By A&B spokesperson Meredith Ching
This is my understanding of the situation you have inquired about. On October 23, HC&S conducted an aerial application of an herbicide, Clean Amine, on its Field 212, located along Hana Highway, just west of Paia town. We were attempting to eliminate a noxious weed, castor bean, from the field, as it shades out the crop and depresses sugar yields. Aerial herbicide application was required because the 16-month old cane is too dense to allow access for ground spraying, and the weed height exceeded the canopy of the cane.
The active ingredient in Clean Amine is 2,4-D, which is among the most widely used weed control chemicals in the world and is present in a number of substances labeled for residential use. For more information about 2,4-D, refer to http://www.24d.org. This product is labeled for aerial application, and applications were made in compliance with the pesticide label. The mix used on Field 212 was a very diluted formulation, consisting of about 2% of 2, 4-D by weight.
We fully appreciate that the helicopter’s presence was likely startling for the residents. By design, they fly very low when applying the agricultural substances, for the very reason of minimizing drift and applying the substances most directly on the plants. Further, with this type of application of Clean Amine, the substance is only released when directly over the targeted weeds (which are very visible above the cane).

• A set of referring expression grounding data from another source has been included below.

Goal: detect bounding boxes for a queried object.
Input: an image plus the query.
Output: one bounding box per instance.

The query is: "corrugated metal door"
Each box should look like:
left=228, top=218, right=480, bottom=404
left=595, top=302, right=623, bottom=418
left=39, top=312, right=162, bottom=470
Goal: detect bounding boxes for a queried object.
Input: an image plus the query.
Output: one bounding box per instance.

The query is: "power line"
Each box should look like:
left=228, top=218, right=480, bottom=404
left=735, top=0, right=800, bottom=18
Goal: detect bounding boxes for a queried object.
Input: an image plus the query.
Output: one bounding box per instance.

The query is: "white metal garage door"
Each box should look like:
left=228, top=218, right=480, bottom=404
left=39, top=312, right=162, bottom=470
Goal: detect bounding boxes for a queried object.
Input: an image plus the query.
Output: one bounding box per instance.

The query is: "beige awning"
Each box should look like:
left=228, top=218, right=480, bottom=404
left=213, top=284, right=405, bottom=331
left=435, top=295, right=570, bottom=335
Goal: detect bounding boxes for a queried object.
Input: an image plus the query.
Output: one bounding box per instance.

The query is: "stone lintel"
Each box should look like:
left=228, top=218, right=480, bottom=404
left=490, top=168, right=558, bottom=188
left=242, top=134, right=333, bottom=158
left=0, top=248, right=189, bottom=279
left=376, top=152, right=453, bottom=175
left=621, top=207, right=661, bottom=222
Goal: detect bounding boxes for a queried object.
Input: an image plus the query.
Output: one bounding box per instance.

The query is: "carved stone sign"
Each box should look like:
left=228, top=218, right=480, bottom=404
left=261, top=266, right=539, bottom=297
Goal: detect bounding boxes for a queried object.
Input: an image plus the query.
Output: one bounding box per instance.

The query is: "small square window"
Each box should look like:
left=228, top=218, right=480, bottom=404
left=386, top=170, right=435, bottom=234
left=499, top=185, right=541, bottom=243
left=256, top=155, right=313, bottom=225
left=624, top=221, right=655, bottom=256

Further, when HC&S undertakes aerial applications on its fields, we generally do so in the morning when wind speeds are lower and more predictable; gusts and variable winds typically occur later in the day. Wind characteristics are an important factor for aerial applications, and one that HC&S carefully considers prior to any application. A spotter goes along on all aerial applications, monitors and records wind speeds and directions, and watches for any visual signs of drift so that prompt action can be taken to address it.
On this day, the wind speed in the field was measured at 3-6 miles per hour prior to the start of the application, and the wind was blowing in the normal trade direction. Average wind speeds remained below 10 mph in the field for the duration of the application though there may have been occasional higher gusts. Under these conditions, any herbicide drift, if it occurred, would be carried away from the direction of the homes and businesses in Paia. The nearest homes to Field 212 are upwind, and separated from the field by the Paia Bypass road, a fallow buffer area, the Paia public parking lot, and/or Baldwin Avenue. Further, as shown in your photos, the plume of herbicide trailing the boom applicator was quite contained – there is no ‘swirl’, thus indicating that wind conditions were quite controlled and a fairly directed spray was achieved.
We estimate that the homes shown in image 4 of your photos are at least 250 feet from the nearest edge of Field 212, and at least 400 feet from the spraying activity, in the upwind direction. The other structures shown in your photos (e.g. images 7 and 8) are the restroom facilities at Baldwin Beach Park and the Paia Youth Center, both on the makai side of Hana Highway, also distant from the area of spraying and not in the direction of the prevailing winds.
Please be assured that HC&S takes significant precautions to control drift when it undertakes any crop protection chemical applications, whether by air or ground, and complies with all label requirements for the substances it uses. On this occasion, HC&S was using special nozzles to ensure coarse sprays that are less susceptible to drift and a drift control agent which reduces the formation of the fine droplets that are most susceptible to drift. Applications were being made as low as possible over the target weeds to minimize the influence of wind on the sprays, and the area of application was downwind of Paia homes and businesses. HC&S also observed a “no-spray” buffer zone of 300 feet along Hana Highway.